Since 2009, all NSW residential home-owners with a property larger than 450m2 and 12m minimum frontage can build a complying Granny Flat on their property under the Affordable Housing State Environment Planning Policy (SEPP).
The Granny Flat approval process can be summarised in 4 key steps. Followed correctly, this can save you a lot of hassle for your Granny Flat project.
1. Know whether you can build a Granny Flat
Before you even consider going through a Granny Flat approval process, it is crucial that you check whether or not you can legally build a Granny Flat on your land.
This requires the following:
- A Section 10.7 certificate from your local Council (formerly known as the Section 149 certificate). This will give you information on how your property may be used based on the zone that you are in, along with any development restrictions that apply. Note that if you are in a flood-prone area, you should request a Section 10.7 parts 2 & 5 certificate, not just a Section 10.7 (part 2) certificate.
- A Sewer Diagram, obtained from the Sydney Water Tap In website.
- A Title Search, obtained from online legal firms such as Infotrack.
Your architect or builder will be able to source review these documents to determine your site’s suitability for a granny flat. They can often obtain these documents on your behalf for a small fee.
2. Decide on the approval process
Provided that you are able to build a Granny Flat on your land, you have two options for your Granny Flat approval, in order of preference:
- Apply for a Complying Development Certificate (CDC)
- Apply for a Development Approval (DA) from your local council
A CDC is the easier of the two application processes, but it can only be used if your property meets the SEPP guidelines.

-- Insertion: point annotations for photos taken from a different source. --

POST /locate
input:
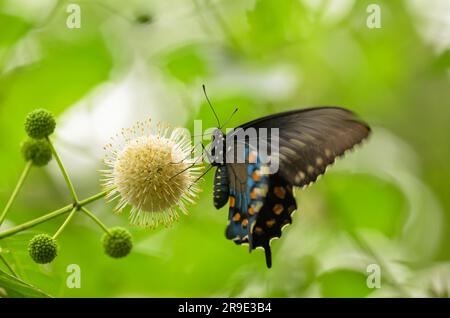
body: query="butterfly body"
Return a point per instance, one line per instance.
(261, 201)
(221, 186)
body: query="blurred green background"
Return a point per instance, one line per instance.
(386, 202)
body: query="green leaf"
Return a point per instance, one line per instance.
(364, 201)
(13, 28)
(186, 63)
(344, 283)
(13, 287)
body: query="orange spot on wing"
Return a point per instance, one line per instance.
(252, 157)
(258, 230)
(232, 202)
(280, 192)
(277, 209)
(254, 194)
(256, 176)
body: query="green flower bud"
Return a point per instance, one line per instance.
(118, 243)
(37, 150)
(40, 123)
(42, 248)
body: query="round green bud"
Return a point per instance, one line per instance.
(42, 248)
(118, 242)
(37, 150)
(40, 123)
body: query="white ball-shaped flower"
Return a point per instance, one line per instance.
(151, 171)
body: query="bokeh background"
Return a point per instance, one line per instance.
(387, 203)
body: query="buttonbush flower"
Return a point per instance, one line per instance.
(118, 243)
(151, 171)
(42, 248)
(37, 150)
(39, 123)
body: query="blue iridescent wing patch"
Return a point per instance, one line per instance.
(309, 141)
(260, 205)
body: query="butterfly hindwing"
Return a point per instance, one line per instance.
(261, 202)
(248, 187)
(260, 205)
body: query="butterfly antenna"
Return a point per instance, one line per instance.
(231, 116)
(210, 105)
(201, 176)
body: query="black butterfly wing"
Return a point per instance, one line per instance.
(311, 139)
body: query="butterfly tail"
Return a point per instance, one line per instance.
(268, 253)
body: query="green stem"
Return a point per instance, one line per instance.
(50, 216)
(96, 219)
(16, 191)
(8, 266)
(93, 198)
(63, 171)
(63, 226)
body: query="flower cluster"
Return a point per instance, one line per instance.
(147, 169)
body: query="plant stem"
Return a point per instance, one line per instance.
(93, 198)
(63, 171)
(16, 191)
(96, 219)
(62, 227)
(50, 215)
(8, 266)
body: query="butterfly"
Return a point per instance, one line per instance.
(261, 202)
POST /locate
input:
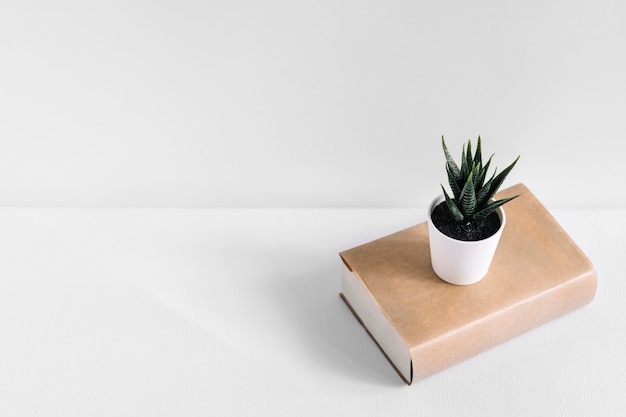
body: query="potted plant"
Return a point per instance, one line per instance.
(464, 229)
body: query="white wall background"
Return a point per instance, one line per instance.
(306, 103)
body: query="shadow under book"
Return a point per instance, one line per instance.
(424, 325)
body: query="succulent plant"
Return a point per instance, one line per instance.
(473, 192)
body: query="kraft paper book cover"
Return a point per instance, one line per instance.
(424, 325)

Can my Granny Flat be approved from a private certifier or council?
Either a private certifier or a council can provide the CDC. Generally speaking, engaging a private certifier for your Granny Flat approval will cost you more but they tend to provide a quicker turnaround for applications, depending on their complexity.
What is required for a CDC?
The following documents and payments are typically required for a CDC. Note that more documents may be required, depending on the complexity of the project:
- Home Owners/Builders Warranty Insurance
- Payment of Long Service Levy
- Payment of Section 94 Contributions
- Certificate of Title and Details of any Easements
- BASIX Certificate
- Building Specifications, including Architectural Plans
- Waste Management Plan
- Survey Plan
- Sydney Water Approval
- Structural Engineer’s Plans + Design Compliance Certificate
- Hydraulic Engineer’s Plans + Design Compliance Certificate
- Payment of invoice to Private Certifier for their services (or admin fees to the council if they are the approving party)
What is required for a DA?
The council requirements for granny flats through a DA vary by council, so it is recommended to meet with them to discuss your project. You can also find out more information on the DA process through the Planning NSW website.
3. Engage your builder
If you are looking at this as a linear process, engaging the builder will occur once you know the approval process you will be following. However, a good builder will provide you with advice and support to guide you through the entire process, so don’t hesitate to contact them before you start your approval process.
4. Get the ‘Sign-off’ to begin construction
Your certifier will need to give your builder a Construction Certificate (CC) based on their approval of the submitted plans. This essentially gives the builder the ‘OK’ to start building.
Note that the certifier will be in contact with your builder at certain points of the project to ensure they are compliant with the CDC/DA.